Your adventure to the UK is about to begin! The first week in the UK can be hectic and no amount of reading, thinking or talking through plans with friends and family can truly prepare you for what it feels like to move to a new country.

Studying abroad can be an exciting and enriching experience. Embarking on a new journey, moving to a new place and taking a step of advancement towards your career aspirations will no doubt be something you’ve been preparing for a while.  With this may also come some anxiousness. You will be moving out of your comfort zone, from what is familiar to a home that is a host of the unknown. Having to settle into a new environment, adapting to a change in climate, culture, language and all the practicality of moving to a new country can be daunting.  To feel like this is completely normal and we can assure you that this feeling is only temporary. University is a great place to make new friends and meet people with the same interest. With everybody being in the same boat, you will make new friends in no time.

We are here to help with a few tips for surviving your first week of study abroad. Here are six things that you need to do to set yourself up for a smoother journey ahead.

Biometric Residence Permit Card (BRP)

You must collect your Biometric Residence Permit if you are on a Tier 4 student Visa.  The BRP card is your proof of your immigration permission to be in the UK as a tier 4 student. You MUST collect your BRP within 10 days of your arrival in the UK.  Check your decision letter as this will tell you where to collect it from.

When collecting your BRP will need to take with you:

  • Passport/travel document
  • Your vignette sticker

Register at University

The registration is a two-part process:

* To register online

You will receive this information from the institute where you will be studying once you have met the conditions and formally accepted the offer.

*To register in person

To be fully registered you will need to register in person at the campus for an identity check. You can also collect your student ID card at the same time.

Register with the police

You must register with the police if your BRP or decision letter states that you need to. You must do this within 7 days.

Open a bank account

Many students decide to open a bank account because it is a secure and easy way to access your money. If you withdraw money from an overseas account, you may be charged money.  We would advise you not to bring a large sum of money with you as it can be stolen or lost.  However, we do advice you to bring enough money to keep you going as it can take a few days to set up an account.  To open a bank account you first will need to attend registration at the university.  You can then book an appointment with the bank and present the following documents when you attend:

  • Proof of ID (passport)
  • Visa/ BRP card
  • Bank letter from the university
  • Proof of student status
  • Proof of address
  • Some banks may require a minimum deposit to set up the account so you may need to take some money with you.

Stay connected to home

If you’re keeping a phone you already have, you’ll need to unlock this first before you can start using your new SIM card. Never use your current sim card to make calls. You’ll pay extremely high charges for calling back home as well as local numbers.
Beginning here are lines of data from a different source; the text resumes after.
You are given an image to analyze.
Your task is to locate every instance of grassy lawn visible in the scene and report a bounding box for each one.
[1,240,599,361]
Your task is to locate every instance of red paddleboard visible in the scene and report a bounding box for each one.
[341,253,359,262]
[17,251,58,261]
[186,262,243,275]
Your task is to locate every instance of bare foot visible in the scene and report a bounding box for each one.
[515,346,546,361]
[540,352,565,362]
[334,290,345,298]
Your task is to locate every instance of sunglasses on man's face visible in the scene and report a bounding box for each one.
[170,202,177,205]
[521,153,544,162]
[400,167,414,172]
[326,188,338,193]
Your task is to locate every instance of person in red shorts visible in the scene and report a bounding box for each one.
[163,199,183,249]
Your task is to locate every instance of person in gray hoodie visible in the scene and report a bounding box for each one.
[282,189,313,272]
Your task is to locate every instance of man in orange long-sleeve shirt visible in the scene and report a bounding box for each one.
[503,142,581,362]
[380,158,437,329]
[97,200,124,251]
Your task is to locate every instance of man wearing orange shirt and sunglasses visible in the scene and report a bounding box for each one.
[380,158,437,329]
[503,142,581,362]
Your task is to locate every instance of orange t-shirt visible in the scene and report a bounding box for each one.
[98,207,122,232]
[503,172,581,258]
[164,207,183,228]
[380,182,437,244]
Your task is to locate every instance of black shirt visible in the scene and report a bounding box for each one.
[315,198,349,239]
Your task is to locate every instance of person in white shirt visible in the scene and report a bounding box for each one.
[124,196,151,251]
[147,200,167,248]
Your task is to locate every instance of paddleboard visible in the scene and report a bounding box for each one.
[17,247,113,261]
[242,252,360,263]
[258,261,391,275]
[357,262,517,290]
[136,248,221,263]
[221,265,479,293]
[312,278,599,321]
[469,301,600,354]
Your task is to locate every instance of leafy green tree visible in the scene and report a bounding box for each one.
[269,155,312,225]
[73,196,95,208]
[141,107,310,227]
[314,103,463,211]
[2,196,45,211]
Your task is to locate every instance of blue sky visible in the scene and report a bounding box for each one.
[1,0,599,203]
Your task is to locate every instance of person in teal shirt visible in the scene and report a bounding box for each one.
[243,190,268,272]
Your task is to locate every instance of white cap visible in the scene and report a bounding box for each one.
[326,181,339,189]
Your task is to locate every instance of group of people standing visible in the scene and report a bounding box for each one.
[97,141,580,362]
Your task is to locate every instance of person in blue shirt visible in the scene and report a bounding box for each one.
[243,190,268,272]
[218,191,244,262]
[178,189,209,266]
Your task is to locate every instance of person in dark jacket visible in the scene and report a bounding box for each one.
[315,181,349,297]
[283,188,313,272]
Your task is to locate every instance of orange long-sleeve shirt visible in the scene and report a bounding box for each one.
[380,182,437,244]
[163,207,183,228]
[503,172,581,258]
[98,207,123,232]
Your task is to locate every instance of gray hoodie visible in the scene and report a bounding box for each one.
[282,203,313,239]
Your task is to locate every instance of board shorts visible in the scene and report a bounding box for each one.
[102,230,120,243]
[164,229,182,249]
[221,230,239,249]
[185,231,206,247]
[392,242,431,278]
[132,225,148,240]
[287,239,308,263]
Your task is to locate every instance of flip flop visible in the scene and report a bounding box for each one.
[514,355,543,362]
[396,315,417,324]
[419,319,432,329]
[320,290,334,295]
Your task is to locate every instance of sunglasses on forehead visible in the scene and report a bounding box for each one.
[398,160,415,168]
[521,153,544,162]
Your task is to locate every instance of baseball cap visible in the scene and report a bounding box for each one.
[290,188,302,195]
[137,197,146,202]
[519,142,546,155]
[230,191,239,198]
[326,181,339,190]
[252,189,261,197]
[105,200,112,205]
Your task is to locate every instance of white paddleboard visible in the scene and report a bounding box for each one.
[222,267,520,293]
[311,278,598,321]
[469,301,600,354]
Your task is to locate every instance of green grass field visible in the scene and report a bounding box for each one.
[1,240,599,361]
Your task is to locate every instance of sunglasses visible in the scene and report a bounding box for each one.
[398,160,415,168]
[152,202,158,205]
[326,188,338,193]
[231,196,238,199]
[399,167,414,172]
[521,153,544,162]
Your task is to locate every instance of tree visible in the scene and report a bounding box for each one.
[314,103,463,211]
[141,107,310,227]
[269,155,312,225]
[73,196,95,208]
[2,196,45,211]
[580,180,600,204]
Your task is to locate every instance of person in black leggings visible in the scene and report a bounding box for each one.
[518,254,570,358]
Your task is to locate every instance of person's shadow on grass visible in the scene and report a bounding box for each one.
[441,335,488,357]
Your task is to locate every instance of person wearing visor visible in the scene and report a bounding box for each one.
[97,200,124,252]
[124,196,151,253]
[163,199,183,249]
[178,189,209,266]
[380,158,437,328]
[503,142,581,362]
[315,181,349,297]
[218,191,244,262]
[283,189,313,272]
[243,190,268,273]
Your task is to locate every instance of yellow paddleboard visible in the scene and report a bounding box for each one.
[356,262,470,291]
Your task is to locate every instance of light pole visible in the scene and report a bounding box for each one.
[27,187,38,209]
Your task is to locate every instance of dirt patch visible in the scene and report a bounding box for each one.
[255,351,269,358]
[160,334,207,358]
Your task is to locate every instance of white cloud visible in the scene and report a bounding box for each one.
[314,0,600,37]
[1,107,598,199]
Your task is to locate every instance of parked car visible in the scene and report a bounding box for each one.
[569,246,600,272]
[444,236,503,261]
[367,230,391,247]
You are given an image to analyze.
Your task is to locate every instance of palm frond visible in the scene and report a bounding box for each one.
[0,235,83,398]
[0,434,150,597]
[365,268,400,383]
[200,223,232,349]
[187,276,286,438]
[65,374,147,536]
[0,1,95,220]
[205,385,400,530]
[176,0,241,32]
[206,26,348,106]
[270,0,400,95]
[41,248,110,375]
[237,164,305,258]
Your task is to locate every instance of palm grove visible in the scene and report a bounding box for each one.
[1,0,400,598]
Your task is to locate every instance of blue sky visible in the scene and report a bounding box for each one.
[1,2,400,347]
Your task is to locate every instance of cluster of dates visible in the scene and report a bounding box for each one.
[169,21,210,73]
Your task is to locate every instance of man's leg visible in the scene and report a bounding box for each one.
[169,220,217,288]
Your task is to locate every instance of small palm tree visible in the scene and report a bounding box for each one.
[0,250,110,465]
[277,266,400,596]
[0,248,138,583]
 If you already have a mobile phone then you will need a new SIM card. With a Pay As 

 You Go (PAYG) SIM you’ll need to top up your phone with credit, which is a good way of keeping track of your spending but can be a hassle if your credit runs out at an awkward time.
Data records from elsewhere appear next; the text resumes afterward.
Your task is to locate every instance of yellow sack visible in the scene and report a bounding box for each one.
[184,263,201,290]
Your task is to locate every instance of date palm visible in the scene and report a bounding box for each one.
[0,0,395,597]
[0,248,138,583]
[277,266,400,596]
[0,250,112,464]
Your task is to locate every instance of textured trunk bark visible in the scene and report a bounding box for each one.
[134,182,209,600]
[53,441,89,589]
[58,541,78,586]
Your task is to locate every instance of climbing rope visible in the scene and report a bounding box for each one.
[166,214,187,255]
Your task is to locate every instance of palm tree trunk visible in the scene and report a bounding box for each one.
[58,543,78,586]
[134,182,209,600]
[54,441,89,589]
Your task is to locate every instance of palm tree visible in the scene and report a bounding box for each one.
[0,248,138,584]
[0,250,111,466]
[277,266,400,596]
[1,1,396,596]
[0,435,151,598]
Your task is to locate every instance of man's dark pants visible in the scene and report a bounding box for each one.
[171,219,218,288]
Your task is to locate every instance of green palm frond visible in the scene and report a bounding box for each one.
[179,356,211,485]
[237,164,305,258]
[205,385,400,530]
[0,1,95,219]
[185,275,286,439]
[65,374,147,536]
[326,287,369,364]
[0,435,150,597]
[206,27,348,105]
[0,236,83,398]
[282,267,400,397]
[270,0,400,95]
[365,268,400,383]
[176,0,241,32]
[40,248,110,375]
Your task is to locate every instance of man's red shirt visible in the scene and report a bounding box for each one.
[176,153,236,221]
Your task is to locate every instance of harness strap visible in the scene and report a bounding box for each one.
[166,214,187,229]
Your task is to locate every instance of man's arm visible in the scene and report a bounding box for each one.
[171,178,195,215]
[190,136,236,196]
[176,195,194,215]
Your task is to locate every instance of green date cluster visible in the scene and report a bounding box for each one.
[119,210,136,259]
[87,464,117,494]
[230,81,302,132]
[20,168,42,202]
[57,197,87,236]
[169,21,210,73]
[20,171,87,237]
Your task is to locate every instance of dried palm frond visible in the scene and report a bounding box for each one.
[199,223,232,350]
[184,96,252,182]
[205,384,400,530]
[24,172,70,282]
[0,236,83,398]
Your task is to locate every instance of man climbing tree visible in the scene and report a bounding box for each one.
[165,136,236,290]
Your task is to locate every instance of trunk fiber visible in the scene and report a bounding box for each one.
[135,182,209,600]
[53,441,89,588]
Monthly contracts are usually better value for money, as you’ll likely get unlimited (or close to) minutes and texts, but you will have to pay out every month and this comes with added responsibility.

There are many mobile phone network service providers and calling plans to choose from in the UK. You should read contracts closely and take the time to investigate your options.

Attend Welcome Week and Fresher’s Week.

There are lots of events and support during the Welcome Week available to students from outside the UK.  You can sign up for talks and tours around the campus.  The Fresher’s week is a great opportunity to join clubs and societies. You may be able to join a society for your home country and connect with people from the same background as yourself.  Universities have a club or society for practically everything, from culture, sports, faith to dance, political campaigns to welfare.  You are bound the find a range that you are interested in. Furthermore, it’s a fantastic opportunity to meet new people and make new friends.

While studying abroad can be daunting, exciting and liberating all at the same time, it is important that you enjoy each moment.  Try venturing out to find out about the area where you are living; where the local amenities and places of interest are. Slowly but surely you will begin to feel at home. Not only will you be making unforgettable memories but also lifelong friends.